Where are the risk takers? You can be in government and still take risks. [NDP MP] Matthew Green just got elected. He’s a Black man in Hamilton. He went into the House of Commons and in one of his first public statements in that room he said the words “white supremacy.” Matthew is one of the only Black people in that entire room who’s actually threatening to change anything. You have to take risks. You maybe are paying off your mortgage, you have a salaried position with some benefits and some tenure. Well, there’s a lot more at stake now, if you want to take these risks, than I am talking about. But that’s why we have to act collectively.
During the protests against Canada 150 celebrations, you took a great deal of inspiration from a lot of very outspoken Indigenous activists. There are so many shared traumas and experiences between these two populations – mass incarceration, overrepresentation in the child-welfare system. Do you feel like there are missed opportunities for working collectively?
The pressure is not on the white majority in this country to end injustice. They say, “Well, why aren’t you guys more united, you Black and Indigenous people?” They don't question their own lack of solidarity in the struggle; they question ours.
We do, as Black and Indigenous peoples, need to find ways to work together. I think about the Two Row Wampum covenant. It was created to say that Indigenous peoples and other settlers that have come to this territory can live in harmony by riding along a parallel path, but not crossing into each other’s path. They are learning across and sharing across the difference. It’s okay to have distinct culture, distinct heritage, distinct practice, but we must build solidarity and partnership through respect, through friendship, through sharing.

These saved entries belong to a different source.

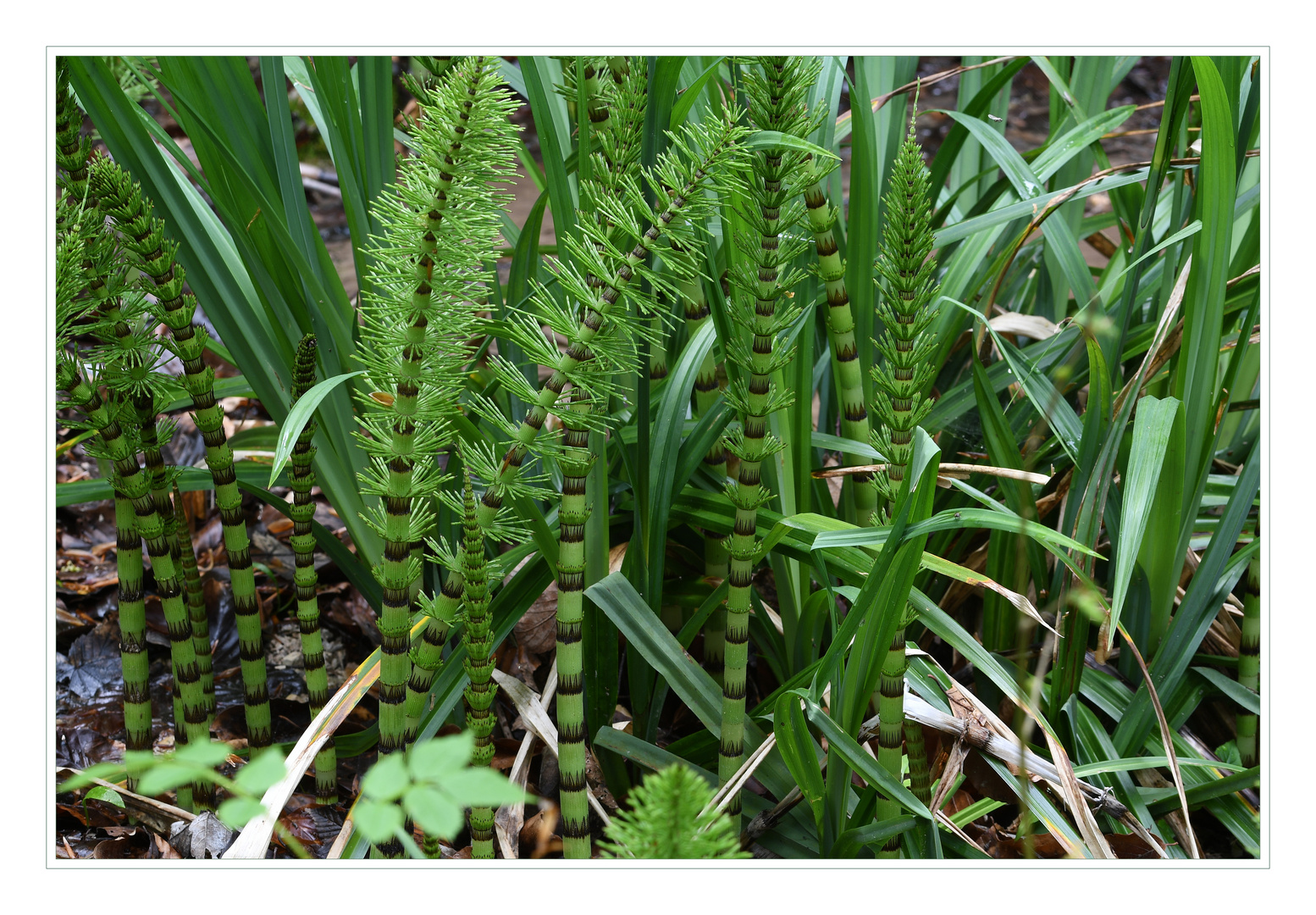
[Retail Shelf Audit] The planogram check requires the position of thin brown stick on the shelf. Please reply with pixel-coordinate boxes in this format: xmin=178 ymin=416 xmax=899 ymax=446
xmin=1117 ymin=623 xmax=1202 ymax=858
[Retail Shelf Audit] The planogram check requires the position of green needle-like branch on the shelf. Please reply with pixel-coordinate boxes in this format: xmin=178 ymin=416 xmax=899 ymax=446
xmin=872 ymin=97 xmax=938 ymax=857
xmin=288 ymin=333 xmax=338 ymax=804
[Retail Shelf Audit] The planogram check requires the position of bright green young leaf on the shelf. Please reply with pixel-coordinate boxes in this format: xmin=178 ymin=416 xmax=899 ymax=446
xmin=351 ymin=800 xmax=406 ymax=846
xmin=266 ymin=370 xmax=366 ymax=487
xmin=438 ymin=769 xmax=525 ymax=807
xmin=83 ymin=785 xmax=125 ymax=810
xmin=403 ymin=785 xmax=466 ymax=839
xmin=408 ymin=730 xmax=475 ymax=782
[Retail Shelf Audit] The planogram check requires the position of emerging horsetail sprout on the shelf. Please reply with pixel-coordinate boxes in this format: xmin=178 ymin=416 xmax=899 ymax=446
xmin=872 ymin=99 xmax=938 ymax=857
xmin=359 ymin=58 xmax=513 ymax=856
xmin=717 ymin=57 xmax=821 ymax=818
xmin=288 ymin=333 xmax=338 ymax=804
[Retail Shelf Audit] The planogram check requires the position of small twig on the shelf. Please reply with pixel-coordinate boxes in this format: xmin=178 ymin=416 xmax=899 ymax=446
xmin=812 ymin=463 xmax=1052 ymax=485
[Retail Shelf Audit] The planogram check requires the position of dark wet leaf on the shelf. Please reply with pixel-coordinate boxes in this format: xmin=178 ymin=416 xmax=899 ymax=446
xmin=55 ymin=627 xmax=123 ymax=699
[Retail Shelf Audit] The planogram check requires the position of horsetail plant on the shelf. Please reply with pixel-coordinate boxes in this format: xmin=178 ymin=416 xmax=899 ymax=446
xmin=475 ymin=111 xmax=744 ymax=858
xmin=717 ymin=57 xmax=821 ymax=819
xmin=358 ymin=58 xmax=513 ymax=856
xmin=55 ymin=71 xmax=152 ymax=790
xmin=288 ymin=333 xmax=338 ymax=804
xmin=392 ymin=57 xmax=526 ymax=749
xmin=871 ymin=97 xmax=938 ymax=842
xmin=91 ymin=159 xmax=271 ymax=749
xmin=55 ymin=358 xmax=209 ymax=779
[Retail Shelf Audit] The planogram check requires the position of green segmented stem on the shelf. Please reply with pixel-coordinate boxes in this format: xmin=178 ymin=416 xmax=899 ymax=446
xmin=404 ymin=66 xmax=485 ymax=744
xmin=357 ymin=57 xmax=515 ymax=857
xmin=677 ymin=253 xmax=730 ymax=686
xmin=114 ymin=487 xmax=152 ymax=791
xmin=717 ymin=57 xmax=810 ymax=819
xmin=174 ymin=483 xmax=214 ymax=728
xmin=804 ymin=162 xmax=878 ymax=527
xmin=55 ymin=359 xmax=209 ymax=763
xmin=556 ymin=396 xmax=594 ymax=858
xmin=1237 ymin=547 xmax=1261 ymax=769
xmin=91 ymin=159 xmax=270 ymax=749
xmin=288 ymin=333 xmax=338 ymax=804
xmin=462 ymin=474 xmax=502 ymax=858
xmin=872 ymin=108 xmax=937 ymax=858
xmin=649 ymin=314 xmax=667 ymax=390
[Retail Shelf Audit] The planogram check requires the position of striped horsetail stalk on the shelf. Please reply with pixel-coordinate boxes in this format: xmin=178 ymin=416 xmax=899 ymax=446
xmin=717 ymin=57 xmax=821 ymax=818
xmin=288 ymin=333 xmax=338 ymax=804
xmin=91 ymin=159 xmax=270 ymax=751
xmin=473 ymin=114 xmax=744 ymax=857
xmin=1237 ymin=537 xmax=1261 ymax=769
xmin=677 ymin=239 xmax=729 ymax=686
xmin=462 ymin=474 xmax=497 ymax=858
xmin=174 ymin=483 xmax=214 ymax=725
xmin=358 ymin=57 xmax=515 ymax=857
xmin=55 ymin=75 xmax=152 ymax=790
xmin=872 ymin=103 xmax=940 ymax=857
xmin=804 ymin=159 xmax=878 ymax=527
xmin=389 ymin=58 xmax=516 ymax=742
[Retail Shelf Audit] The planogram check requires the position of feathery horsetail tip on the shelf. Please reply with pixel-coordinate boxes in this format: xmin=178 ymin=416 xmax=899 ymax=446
xmin=871 ymin=88 xmax=938 ymax=508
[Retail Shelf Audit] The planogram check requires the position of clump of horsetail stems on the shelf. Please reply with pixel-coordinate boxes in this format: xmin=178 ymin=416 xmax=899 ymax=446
xmin=55 ymin=333 xmax=209 ymax=800
xmin=872 ymin=99 xmax=940 ymax=842
xmin=388 ymin=58 xmax=516 ymax=742
xmin=473 ymin=111 xmax=744 ymax=858
xmin=804 ymin=153 xmax=878 ymax=525
xmin=717 ymin=57 xmax=821 ymax=818
xmin=55 ymin=68 xmax=152 ymax=790
xmin=359 ymin=58 xmax=515 ymax=856
xmin=91 ymin=159 xmax=270 ymax=751
xmin=288 ymin=333 xmax=338 ymax=804
xmin=1236 ymin=537 xmax=1261 ymax=769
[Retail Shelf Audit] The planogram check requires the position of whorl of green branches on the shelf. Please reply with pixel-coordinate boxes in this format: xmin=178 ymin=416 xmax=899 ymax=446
xmin=872 ymin=99 xmax=938 ymax=857
xmin=599 ymin=763 xmax=750 ymax=858
xmin=55 ymin=58 xmax=91 ymax=200
xmin=473 ymin=112 xmax=745 ymax=530
xmin=872 ymin=111 xmax=938 ymax=508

I feel like white people who read your book will ask, ‘what is the most useful thing white people can do in in an effort to to end white supremacy?’
Stop centering themselves. I wrote a whole book showing what Black people do. I didn’t just talk about the bad struggles that Black people go through. I didn’t just talk about the pain and the suffering. I showed step by step in that book how Black people and how Indigenous peoples sat together, thought together, strategized together, engaged in actions, engaged in petitions, made media statements, barricaded highways. It’s all there. White people just don’t want to do it. They want to keep asking, “What do I do? What do I do? What do I do?” Feigning surprise, feigning confusion. “Oh my gosh, this is such a complex world.” No, it’s not actually that complicated.